Klanderud was released at the end of 1946, moving to Council Bluffs and later to Hartington. The couple had a son and three daughters.

He passed the civil service exam in 1952 and moved to Omaha. For years he worked on a mail train that ran from Omaha to Cheyenne, Wyoming, part of a crew that picked up mail from small towns along the way and sorted it along the way.

“He also did a lot of odd jobs,” Adamson said. “He was good at carpentry. He painted a lot. »

After trucks replaced mail trains in the 1960s, Klanderud worked for the post office in finance. He retired in 1984 but continued to participate in a coffee group for mail train retirees.

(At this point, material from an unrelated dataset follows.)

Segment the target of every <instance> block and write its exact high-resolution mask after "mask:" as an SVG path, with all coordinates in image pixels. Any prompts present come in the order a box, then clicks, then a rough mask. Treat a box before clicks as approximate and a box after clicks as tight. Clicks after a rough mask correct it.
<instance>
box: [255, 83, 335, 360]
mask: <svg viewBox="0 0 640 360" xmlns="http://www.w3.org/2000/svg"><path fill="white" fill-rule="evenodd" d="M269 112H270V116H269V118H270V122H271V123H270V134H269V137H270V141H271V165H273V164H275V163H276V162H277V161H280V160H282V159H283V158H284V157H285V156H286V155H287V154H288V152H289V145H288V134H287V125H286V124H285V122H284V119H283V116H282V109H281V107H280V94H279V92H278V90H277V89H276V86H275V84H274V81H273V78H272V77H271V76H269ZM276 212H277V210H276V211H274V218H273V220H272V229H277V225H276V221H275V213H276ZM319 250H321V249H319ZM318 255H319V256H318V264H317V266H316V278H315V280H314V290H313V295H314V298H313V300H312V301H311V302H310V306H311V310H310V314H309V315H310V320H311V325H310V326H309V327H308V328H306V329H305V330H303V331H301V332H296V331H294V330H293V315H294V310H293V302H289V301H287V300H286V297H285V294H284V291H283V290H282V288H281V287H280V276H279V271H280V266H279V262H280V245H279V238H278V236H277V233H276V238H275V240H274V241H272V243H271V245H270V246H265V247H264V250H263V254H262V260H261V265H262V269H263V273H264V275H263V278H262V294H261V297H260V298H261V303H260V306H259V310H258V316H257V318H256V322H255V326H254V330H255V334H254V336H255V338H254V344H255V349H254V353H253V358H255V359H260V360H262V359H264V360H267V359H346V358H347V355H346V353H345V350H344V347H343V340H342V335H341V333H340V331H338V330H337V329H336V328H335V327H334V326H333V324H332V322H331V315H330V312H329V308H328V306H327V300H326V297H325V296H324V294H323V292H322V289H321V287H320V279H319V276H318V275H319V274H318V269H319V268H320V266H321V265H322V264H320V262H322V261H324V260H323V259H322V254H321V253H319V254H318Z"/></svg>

Klanderud loved fishing. Every year he and a few buddies would take a long fishing trip to Canada, then he would come back and host a fish fry for the extended family. He also enjoyed taking his wife and children camping across the West in a pop-up trailer.

“He was a great family member,” Adamson said.

Klanderud was active in the American Legion and VFW, and was selected to the Forty and Eight Club, an honor society which was an offshoot of the Legion. He also participated in the Heartland Honor Flights, an effort in 2008-09 that brought hundreds of World War II soldiers to Washington.

Although his eyesight gradually faded due to macular degeneration, Adamson said he continued to fish until the COVID-19 pandemic hit in 2020. And his mind remained sharp.

“Last week at the hospital he was talking to all the nurses,” she said. “He wanted to know where they came from. He asked questions about their lives.

Services were held June 29 at St. Paul’s United Methodist Church, where Klanderud was a longtime member. He was buried in Hillcrest Memorial Park next to Lucille, who died in 2006. He was also predeceased by his sisters, Dorothy and Marguerite; his son, Tim; and her granddaughter, Hayley Fausset.

He is survived by his daughters, Keri Comfort, Susan Adamson and Judy Fausset; six grandchildren; and 13 great-grandchildren.